"The case was about a man named Brown, who married the half-sister of a man named Adams, who afterward married Brown's mother, and sold Brown a house he had got from Brown's grandfather, in trade for half a grist-mill, which the other half of was owned by Adams's half-sister's first husband, who left all his property to a soup society, in trust, till his son should come of age, which he never did, but left a will which give his half of the mill to Brown, and the suit was between Brown and Adams and Brown again, and Adams's half-sister, who was divorced from Brown, and a man named Ramsey, who had put up a new over-shot wheel to the grist-mill.""Oh my!" exclaimed Euphemia. "How could you remember all that?""I heard it so often, I couldn't help remembering it," replied Pomona. And she went on with her narrative.
"That case wasn't a easy one to understand, as you may see for yourselves, and it didn't get finished that day. They argyed over it a full week. When there wasn't no more witnesses to carve up, one lawyer made a speech, an' he set that crooked case so straight, that you could see through it from the over-shot wheel clean back to Brown's grandfather. Then another feller made a speech, and he set the whole thing up another way. It was jus' as clear, to look through, but it was another case altogether, no more like the other one than a apple-pie is like a mug o' cider. An' then they both took it up, an' they swung it around between them, till it was all twisted an' knotted an' wound up, an' tangled, worse than a skein o' yarn in a nest o' kittens, an' then they give it to the jury.

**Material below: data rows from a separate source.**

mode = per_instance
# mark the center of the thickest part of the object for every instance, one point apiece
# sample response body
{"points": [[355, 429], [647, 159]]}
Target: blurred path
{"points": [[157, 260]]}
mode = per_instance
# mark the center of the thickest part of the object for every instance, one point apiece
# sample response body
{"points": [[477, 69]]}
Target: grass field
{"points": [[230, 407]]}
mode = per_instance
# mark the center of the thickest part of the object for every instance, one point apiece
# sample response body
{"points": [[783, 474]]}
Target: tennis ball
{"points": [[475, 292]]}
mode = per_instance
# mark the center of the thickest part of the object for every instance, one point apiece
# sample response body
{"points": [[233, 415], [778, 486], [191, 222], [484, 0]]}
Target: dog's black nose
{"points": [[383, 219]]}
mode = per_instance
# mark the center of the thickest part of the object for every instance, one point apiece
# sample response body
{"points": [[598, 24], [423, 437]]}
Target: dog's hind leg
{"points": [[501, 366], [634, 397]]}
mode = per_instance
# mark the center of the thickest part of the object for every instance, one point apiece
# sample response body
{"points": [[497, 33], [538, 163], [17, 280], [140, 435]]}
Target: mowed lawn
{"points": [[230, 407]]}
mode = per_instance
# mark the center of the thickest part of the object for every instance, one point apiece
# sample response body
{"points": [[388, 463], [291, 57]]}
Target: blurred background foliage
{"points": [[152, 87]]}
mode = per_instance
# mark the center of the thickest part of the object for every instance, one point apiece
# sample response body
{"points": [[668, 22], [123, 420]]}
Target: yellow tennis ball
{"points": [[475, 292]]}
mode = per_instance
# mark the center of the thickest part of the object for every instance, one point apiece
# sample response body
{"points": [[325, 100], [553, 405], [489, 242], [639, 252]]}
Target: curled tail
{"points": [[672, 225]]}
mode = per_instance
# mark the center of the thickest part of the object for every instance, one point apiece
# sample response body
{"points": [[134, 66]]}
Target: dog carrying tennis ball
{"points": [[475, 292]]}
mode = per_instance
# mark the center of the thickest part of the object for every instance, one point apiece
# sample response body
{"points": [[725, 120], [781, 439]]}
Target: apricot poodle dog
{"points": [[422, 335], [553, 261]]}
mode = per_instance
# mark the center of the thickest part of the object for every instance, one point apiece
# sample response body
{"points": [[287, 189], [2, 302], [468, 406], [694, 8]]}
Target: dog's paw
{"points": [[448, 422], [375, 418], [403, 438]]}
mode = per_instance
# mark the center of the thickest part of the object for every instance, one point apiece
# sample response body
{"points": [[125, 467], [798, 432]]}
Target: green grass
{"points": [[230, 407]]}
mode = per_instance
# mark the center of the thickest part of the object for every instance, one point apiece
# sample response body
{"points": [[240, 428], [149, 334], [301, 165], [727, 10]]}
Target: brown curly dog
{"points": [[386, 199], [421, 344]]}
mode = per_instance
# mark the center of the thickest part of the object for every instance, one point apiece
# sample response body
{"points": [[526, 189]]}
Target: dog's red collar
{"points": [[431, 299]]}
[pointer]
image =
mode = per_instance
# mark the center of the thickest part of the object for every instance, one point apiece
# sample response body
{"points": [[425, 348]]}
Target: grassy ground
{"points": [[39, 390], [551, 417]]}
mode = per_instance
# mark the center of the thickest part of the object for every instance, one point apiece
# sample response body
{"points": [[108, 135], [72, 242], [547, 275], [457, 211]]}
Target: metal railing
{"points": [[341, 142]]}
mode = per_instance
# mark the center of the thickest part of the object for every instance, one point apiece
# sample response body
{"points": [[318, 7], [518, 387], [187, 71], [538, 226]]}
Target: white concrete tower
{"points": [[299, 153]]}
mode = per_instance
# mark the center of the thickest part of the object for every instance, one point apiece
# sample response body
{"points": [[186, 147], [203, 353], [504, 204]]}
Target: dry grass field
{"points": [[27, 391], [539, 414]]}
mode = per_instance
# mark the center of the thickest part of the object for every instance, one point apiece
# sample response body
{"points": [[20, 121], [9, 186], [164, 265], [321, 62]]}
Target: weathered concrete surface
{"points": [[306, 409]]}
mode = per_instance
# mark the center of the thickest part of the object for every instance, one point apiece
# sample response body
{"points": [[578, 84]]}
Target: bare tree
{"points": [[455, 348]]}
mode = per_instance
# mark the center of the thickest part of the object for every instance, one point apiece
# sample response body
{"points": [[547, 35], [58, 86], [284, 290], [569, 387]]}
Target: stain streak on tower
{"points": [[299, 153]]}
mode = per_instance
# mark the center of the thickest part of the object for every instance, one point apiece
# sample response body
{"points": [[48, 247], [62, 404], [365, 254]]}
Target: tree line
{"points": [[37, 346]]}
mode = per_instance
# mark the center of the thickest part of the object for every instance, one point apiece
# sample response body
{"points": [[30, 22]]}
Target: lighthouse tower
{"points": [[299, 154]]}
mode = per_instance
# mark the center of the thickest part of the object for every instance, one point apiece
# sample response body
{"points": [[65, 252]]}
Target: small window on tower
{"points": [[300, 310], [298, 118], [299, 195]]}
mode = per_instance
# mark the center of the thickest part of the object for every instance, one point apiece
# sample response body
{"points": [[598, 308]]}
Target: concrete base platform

"Well, when them jurymen went out, there wasn't none of 'em, as Jone tole me afterward, as knew whether is was Brown or Adams as was dead, or whether the mill was to grind soup, or to be run by soup-power. Of course they couldn't agree; three of 'em wanted to give a verdict for the boy that died, two of 'em was for Brown's grandfather, an' the rest was scattered, some goin' in for damages to the witnesses, who ought to get somethin' for havin' their char-ac-ters ruined. Jone he jus' held back, ready to jine the other eleven as soon as they'd agree. But they couldn't do it, an' they was locked up three days and four nights. You'd better believe Igot pretty wild about it, but I come to court every day an' waited an' waited, bringin' somethin' to eat in a baskit.
"One day, at dinner-time, I seed the judge astandin' at the court-room door, a-wipin' his forrid with a handkerchief, an' I went up to him an' said, 'Do you think, sir, they'll get through this thing soon?'
"'I can't say, indeed,' said he. 'Are you interested in the case?'
"'I should think I was,' said I, an' then I told him about Jone's bein' a juryman, an' how we was on our bridal-trip.
"'You've got my sympathy, madam,' says he, 'but it's a difficult case to decide, an' I don't wonder it takes a good while.'
"'Nor I nuther,' says I, 'an' my opinion about these things is, that if you'd jus' have them lawyers shut up in another room, an'
make 'em do their talkin' to theirselves, the jury could keep their minds clear, and settle the cases in no time.'
"'There's some sense in that, madam,' says he, an' then he went into court ag'in.
"Jone never had no chance to jine in with the other fellers, for they couldn't agree, an' they were all discharged, at last. So the whole thing went for nuthin.
"When Jone come out, he looked like he'd been drawn through a pump-log, an' he says to me, tired-like, "'Has there been a frost?'
"'Yes,' says I, 'two of 'em.'
"'All right, then,' says he. 'I've had enough of bridal-trips, with their dry falls, their lunatic asylums, and their jury-boxes.
Let's go home and settle down. We needn't be afraid, now that there's been a frost.'""Oh, why will you live in such a dreadful place?" cried Euphemia.
"You ought to go somewhere where you needn't be afraid of chills.""That's jus' what I thought, ma'am," returned Pomona. "But Jone an' me got a disease-map of this country an' we looked all over it careful, an' wherever there wasn't chills there was somethin' that seemed a good deal wuss to us. An' says Jone, 'If I'm to have anything the matter with me, give me somethin' I'm used to. It don't do for a man o' my time o' life to go changin' his diseases.'""So home we went. An' there we is now. An' as this is the end of the bridal-trip story, I'll go an' take a look at the cow an' the chickens an' the horse, if you don't mind."Which we didn't,--and we gladly went with her over the estate.